The R&D Big 3: Tax Credits in Focus
Learn about federal research and development (R&D) tax credits for manufacturing, software development and biotechnology/pharmaceutical companies.
More than 80% of startups and small-to-midsize businesses are not taking federal, state and local tax credits - either because they lack awareness of their qualifications or don't think getting them is easy. Not capitalizing on the R&D tax credit is like leaving money on the table for both CPAs and the clients they serve.
For 50 years, innovation has powered the U.S. economy. Since 1981, the R&D tax credit has been driven by an exponential expansion of private investment in industries that may ultimately benefit from it, fueling the argument that the incentive has helped spur the growth of manufacturing, software development and biotechnology/pharmaceuticals (the "Big 3").
Even though available to all business types, considering that approximately $15 billion - $20 billion in credits are claimed annually, these industries —which by their nature are driven by innovation — rise to the top of the claimant pile and generate a significant portion of the annual R&D tax credits claimed.
When it comes to R&D, it's not the size or type of business that drives qualification, but rather the scale and vision for their innovation initiatives that matter most. When these things are paired with a roadmap for aligning their activities with tax credit recovery efforts, obtaining R&D tax credits is in clear view. The path to getting tax credits is easier than you think.
- With foresight, tax credit recovery plans can be seamlessly integrated into business models which generally have to incorporate R&D activities to remain competitive in today's commercial environment.
- Qualified small businesses can claim R&D tax credits for research expenses that increase over time, providing further incentives to focus on these credits as part of growth planning.
A snapshot of each of these industries highlights how vital these endeavors are to our economy and how having confidence about tax credit recovery helps to ensure these industries remain competitive:
Manufacturing
Manufacturers contributed $2.17 trillion to the United States economy, which is nearly 12.1 percent of the U.S. GDP and drives 35% of productivity growth, 60% of exports, and 70% of private sector R&D.
Small business makes up almost half of all manufacturing jobs, representing nearly 700,000 businesses. Significantly, credits for this sector span more than the systematic trial and error necessary to get a product "right" and ready for commercialization.
Software
Many, if not most, industries are looking to leverage software applications and the digital environment to drive business volume and serve customers in new ways. This industry makes up almost 19% of all global R&D spending. Startups leveraging software development to create a product or platform benefit significantly from the option to elect to claim the R&D tax credit against the employer portion of payroll withholding taxes.
Ultimately, because intensive and systematic trial and error goes into the coding of software products, platforms and applications, software development dovetails effectively with the statutory requirements of the R&D tax credit.
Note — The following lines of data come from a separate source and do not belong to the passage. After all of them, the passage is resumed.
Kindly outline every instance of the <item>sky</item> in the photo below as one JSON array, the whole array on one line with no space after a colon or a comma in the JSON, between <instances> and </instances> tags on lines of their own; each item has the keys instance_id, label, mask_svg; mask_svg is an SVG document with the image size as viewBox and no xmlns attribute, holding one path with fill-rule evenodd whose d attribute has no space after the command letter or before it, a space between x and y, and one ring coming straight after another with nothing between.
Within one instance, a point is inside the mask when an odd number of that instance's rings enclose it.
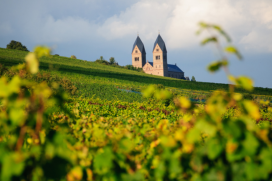
<instances>
[{"instance_id":1,"label":"sky","mask_svg":"<svg viewBox=\"0 0 272 181\"><path fill-rule=\"evenodd\" d=\"M31 51L45 45L53 55L92 61L113 57L124 65L132 64L137 32L153 61L159 30L168 63L176 63L190 79L227 83L222 70L207 70L220 57L214 45L200 45L209 36L196 35L201 22L220 26L242 54L242 61L227 56L231 74L272 88L271 0L2 0L0 47L14 40ZM220 40L222 47L227 45Z\"/></svg>"}]
</instances>

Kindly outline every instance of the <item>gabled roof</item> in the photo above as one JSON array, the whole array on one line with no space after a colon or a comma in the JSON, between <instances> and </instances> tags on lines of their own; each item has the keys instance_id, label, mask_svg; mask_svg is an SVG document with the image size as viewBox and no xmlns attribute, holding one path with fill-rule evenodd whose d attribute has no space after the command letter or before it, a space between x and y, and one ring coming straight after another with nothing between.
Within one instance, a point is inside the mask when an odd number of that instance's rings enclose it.
<instances>
[{"instance_id":1,"label":"gabled roof","mask_svg":"<svg viewBox=\"0 0 272 181\"><path fill-rule=\"evenodd\" d=\"M167 51L166 51L166 47L165 47L165 44L164 43L164 41L163 39L162 38L159 34L159 35L158 36L158 37L157 37L157 40L156 40L155 43L154 44L154 47L153 48L153 52L154 51L154 50L155 49L155 48L156 48L156 45L157 43L159 45L159 48L162 50L163 52L167 52Z\"/></svg>"},{"instance_id":2,"label":"gabled roof","mask_svg":"<svg viewBox=\"0 0 272 181\"><path fill-rule=\"evenodd\" d=\"M172 65L171 64L167 64L167 66L168 67L168 72L180 72L181 73L184 73L184 72L181 70L181 69L179 68L178 67L176 66L176 65Z\"/></svg>"},{"instance_id":3,"label":"gabled roof","mask_svg":"<svg viewBox=\"0 0 272 181\"><path fill-rule=\"evenodd\" d=\"M139 36L137 37L137 38L136 39L135 42L134 42L134 44L133 45L133 48L132 48L132 51L131 52L131 54L133 53L133 50L134 50L134 48L135 48L135 46L136 45L138 47L139 50L142 53L146 54L146 50L144 49L144 46L143 46L143 44L142 43L142 40L141 40L141 39L139 37Z\"/></svg>"}]
</instances>

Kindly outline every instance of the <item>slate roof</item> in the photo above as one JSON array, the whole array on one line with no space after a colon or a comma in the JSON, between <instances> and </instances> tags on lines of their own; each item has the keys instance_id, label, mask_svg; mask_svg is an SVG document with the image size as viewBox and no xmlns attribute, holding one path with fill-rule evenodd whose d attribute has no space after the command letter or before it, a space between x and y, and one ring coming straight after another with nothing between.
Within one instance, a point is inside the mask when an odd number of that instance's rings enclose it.
<instances>
[{"instance_id":1,"label":"slate roof","mask_svg":"<svg viewBox=\"0 0 272 181\"><path fill-rule=\"evenodd\" d=\"M167 64L167 66L168 67L168 72L180 72L181 73L184 73L184 72L181 70L181 69L179 68L179 67L176 66L176 65Z\"/></svg>"},{"instance_id":2,"label":"slate roof","mask_svg":"<svg viewBox=\"0 0 272 181\"><path fill-rule=\"evenodd\" d=\"M149 63L149 64L150 64L151 66L152 66L152 67L153 66L153 62L151 62L150 61L148 61L147 62L147 63Z\"/></svg>"},{"instance_id":3,"label":"slate roof","mask_svg":"<svg viewBox=\"0 0 272 181\"><path fill-rule=\"evenodd\" d=\"M134 50L134 48L135 48L135 46L136 45L138 47L138 48L139 48L139 50L141 52L141 53L143 54L146 54L146 50L144 49L144 46L143 46L143 44L142 43L142 40L141 40L141 39L140 39L139 36L137 37L137 38L136 39L135 42L134 42L134 44L133 45L133 48L132 48L132 51L131 52L131 54L133 53L133 50Z\"/></svg>"},{"instance_id":4,"label":"slate roof","mask_svg":"<svg viewBox=\"0 0 272 181\"><path fill-rule=\"evenodd\" d=\"M166 51L166 47L165 47L165 44L164 43L164 41L163 39L162 38L161 36L160 36L159 34L159 35L158 36L158 37L157 37L157 39L156 40L155 43L154 44L154 47L153 48L153 51L155 49L155 48L156 48L156 45L157 43L159 45L159 48L162 50L163 52L167 52L167 51Z\"/></svg>"}]
</instances>

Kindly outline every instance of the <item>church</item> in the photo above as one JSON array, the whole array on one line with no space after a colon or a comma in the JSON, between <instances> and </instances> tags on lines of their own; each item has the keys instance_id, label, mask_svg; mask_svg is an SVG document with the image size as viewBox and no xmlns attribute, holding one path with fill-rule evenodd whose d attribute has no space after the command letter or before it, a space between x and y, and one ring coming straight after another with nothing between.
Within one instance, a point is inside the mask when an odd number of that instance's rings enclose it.
<instances>
[{"instance_id":1,"label":"church","mask_svg":"<svg viewBox=\"0 0 272 181\"><path fill-rule=\"evenodd\" d=\"M132 65L142 68L147 74L186 80L184 72L176 66L167 63L165 44L159 33L153 48L153 62L146 61L144 46L138 35L132 48Z\"/></svg>"}]
</instances>

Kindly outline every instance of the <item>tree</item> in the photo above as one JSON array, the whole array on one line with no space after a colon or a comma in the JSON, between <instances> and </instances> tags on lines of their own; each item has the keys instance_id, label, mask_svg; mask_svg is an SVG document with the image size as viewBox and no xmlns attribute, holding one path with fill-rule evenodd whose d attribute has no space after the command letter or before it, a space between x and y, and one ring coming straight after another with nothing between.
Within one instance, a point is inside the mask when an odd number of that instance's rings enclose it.
<instances>
[{"instance_id":1,"label":"tree","mask_svg":"<svg viewBox=\"0 0 272 181\"><path fill-rule=\"evenodd\" d=\"M8 49L17 50L26 52L29 52L27 47L22 44L22 43L19 41L12 40L10 43L6 45L6 48Z\"/></svg>"},{"instance_id":2,"label":"tree","mask_svg":"<svg viewBox=\"0 0 272 181\"><path fill-rule=\"evenodd\" d=\"M114 59L114 57L111 57L109 58L109 61L108 62L108 63L110 65L112 65L113 64L114 64L116 62L115 61L115 60Z\"/></svg>"}]
</instances>

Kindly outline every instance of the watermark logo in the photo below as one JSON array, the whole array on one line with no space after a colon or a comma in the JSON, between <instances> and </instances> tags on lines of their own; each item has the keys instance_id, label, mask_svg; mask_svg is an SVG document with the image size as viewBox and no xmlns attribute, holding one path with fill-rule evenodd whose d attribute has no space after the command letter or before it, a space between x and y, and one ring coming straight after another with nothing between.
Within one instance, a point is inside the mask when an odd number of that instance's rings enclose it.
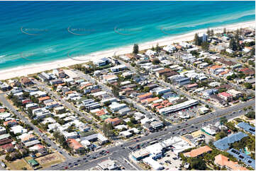
<instances>
[{"instance_id":1,"label":"watermark logo","mask_svg":"<svg viewBox=\"0 0 256 171\"><path fill-rule=\"evenodd\" d=\"M28 35L42 35L48 31L47 28L25 28L21 27L20 30L22 33Z\"/></svg>"},{"instance_id":2,"label":"watermark logo","mask_svg":"<svg viewBox=\"0 0 256 171\"><path fill-rule=\"evenodd\" d=\"M121 35L133 35L142 32L141 28L128 28L116 26L113 28L113 31Z\"/></svg>"},{"instance_id":3,"label":"watermark logo","mask_svg":"<svg viewBox=\"0 0 256 171\"><path fill-rule=\"evenodd\" d=\"M96 31L94 28L73 28L72 26L69 26L67 30L68 33L74 35L88 35Z\"/></svg>"},{"instance_id":4,"label":"watermark logo","mask_svg":"<svg viewBox=\"0 0 256 171\"><path fill-rule=\"evenodd\" d=\"M48 55L47 54L37 54L33 52L21 52L20 57L27 61L42 61L47 58Z\"/></svg>"}]
</instances>

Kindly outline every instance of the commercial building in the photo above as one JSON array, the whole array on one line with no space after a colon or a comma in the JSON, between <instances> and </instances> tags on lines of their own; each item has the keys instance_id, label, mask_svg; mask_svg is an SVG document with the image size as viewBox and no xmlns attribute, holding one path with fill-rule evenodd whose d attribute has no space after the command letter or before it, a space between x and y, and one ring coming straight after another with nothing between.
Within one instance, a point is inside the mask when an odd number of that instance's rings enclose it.
<instances>
[{"instance_id":1,"label":"commercial building","mask_svg":"<svg viewBox=\"0 0 256 171\"><path fill-rule=\"evenodd\" d=\"M140 148L138 151L133 151L130 154L134 160L139 161L145 158L150 156L150 153L145 148Z\"/></svg>"},{"instance_id":2,"label":"commercial building","mask_svg":"<svg viewBox=\"0 0 256 171\"><path fill-rule=\"evenodd\" d=\"M238 162L233 162L222 154L219 154L214 158L214 163L221 167L225 167L227 170L247 170L246 167L240 166Z\"/></svg>"},{"instance_id":3,"label":"commercial building","mask_svg":"<svg viewBox=\"0 0 256 171\"><path fill-rule=\"evenodd\" d=\"M240 122L238 124L238 126L245 131L255 135L255 127L250 126L248 123Z\"/></svg>"},{"instance_id":4,"label":"commercial building","mask_svg":"<svg viewBox=\"0 0 256 171\"><path fill-rule=\"evenodd\" d=\"M187 107L196 105L199 104L199 102L196 100L189 100L184 102L182 102L173 106L167 107L165 108L160 109L159 113L162 114L167 114L169 113L172 113L178 110L184 110Z\"/></svg>"},{"instance_id":5,"label":"commercial building","mask_svg":"<svg viewBox=\"0 0 256 171\"><path fill-rule=\"evenodd\" d=\"M255 170L255 160L251 158L250 155L245 154L238 150L231 148L227 151L228 153L236 158L239 161L245 163L247 165L252 167Z\"/></svg>"},{"instance_id":6,"label":"commercial building","mask_svg":"<svg viewBox=\"0 0 256 171\"><path fill-rule=\"evenodd\" d=\"M243 132L238 132L231 136L226 136L222 139L219 139L213 143L213 145L219 150L225 151L229 148L230 143L241 140L243 138L248 136Z\"/></svg>"},{"instance_id":7,"label":"commercial building","mask_svg":"<svg viewBox=\"0 0 256 171\"><path fill-rule=\"evenodd\" d=\"M98 164L98 166L100 169L103 170L119 170L119 167L115 161L111 160L106 160Z\"/></svg>"},{"instance_id":8,"label":"commercial building","mask_svg":"<svg viewBox=\"0 0 256 171\"><path fill-rule=\"evenodd\" d=\"M196 149L191 150L189 152L185 153L184 153L184 155L189 158L195 158L201 155L203 153L210 153L212 149L210 147L208 147L208 146L205 146L199 147Z\"/></svg>"},{"instance_id":9,"label":"commercial building","mask_svg":"<svg viewBox=\"0 0 256 171\"><path fill-rule=\"evenodd\" d=\"M164 169L164 167L161 165L158 162L152 159L150 156L143 159L143 162L145 164L150 165L155 170L161 170Z\"/></svg>"}]
</instances>

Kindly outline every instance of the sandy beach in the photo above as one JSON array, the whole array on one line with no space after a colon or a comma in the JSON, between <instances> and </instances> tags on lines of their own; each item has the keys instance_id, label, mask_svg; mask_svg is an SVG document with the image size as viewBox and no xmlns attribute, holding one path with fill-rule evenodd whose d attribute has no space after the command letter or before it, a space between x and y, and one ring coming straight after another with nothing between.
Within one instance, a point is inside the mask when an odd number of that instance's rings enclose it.
<instances>
[{"instance_id":1,"label":"sandy beach","mask_svg":"<svg viewBox=\"0 0 256 171\"><path fill-rule=\"evenodd\" d=\"M245 28L250 27L255 28L255 21L245 22L237 24L228 25L221 27L213 28L211 29L213 29L214 33L222 33L224 28L226 28L227 31L229 31L229 30L237 30L238 28ZM202 29L181 35L169 36L163 39L156 40L154 41L139 44L139 49L140 50L150 49L152 47L152 46L155 47L157 43L159 44L160 46L164 46L164 45L172 44L174 42L181 42L184 41L192 40L194 39L194 34L196 33L206 33L206 30L207 29ZM51 70L53 69L68 66L77 64L82 64L89 61L91 59L112 57L114 54L116 54L116 55L120 55L120 54L130 53L133 50L133 45L132 45L110 50L99 51L88 54L84 57L79 57L75 58L74 59L77 60L67 58L67 59L51 61L49 63L23 66L16 67L14 69L1 70L0 71L0 80L6 80L14 77L19 77L35 73L42 72L46 70Z\"/></svg>"}]
</instances>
Pharmaceuticals and biotechnology
In 2019, the pharmaceutical industry spent $83 billion dollars on R&D, which is about 10 times what the industry spent per year in the 1980s. Small and medium-sized companies generate greater than two-thirds of the clinical candidates in the pharma and biotech industry.
High wages and significant laboratory supply costs frequently yield strong R&D tax credits for businesses developing these drugs and therapies. In addition, regulatory and safety requirements that require repetitive testing and independent third-party verification can increase credit returns.
Take action
While qualifying for credits can be complex and burdensome for the small and midsize businesses and startups that are the heartbeat of these industries, they are nevertheless designed in a way that makes claiming them as easy as possible. This requires focus and coordination of effort across business units, personnel and the utilization of automation tools to ensure eligible activities are properly documented and aligned with R&D tax credit compliance guidelines.
Balancing data-driven decision-making with imaginative forecasting is essential to being in the right place at the right time to capitalize on your innovations. Partners that have the experience and a proven track record of successfully capturing credits with a focus on evolving technologies are best positioned to identify the ways to guide businesses that want to leverage tax credits and incentives to ensure they can pursue their growth goals with a financial return.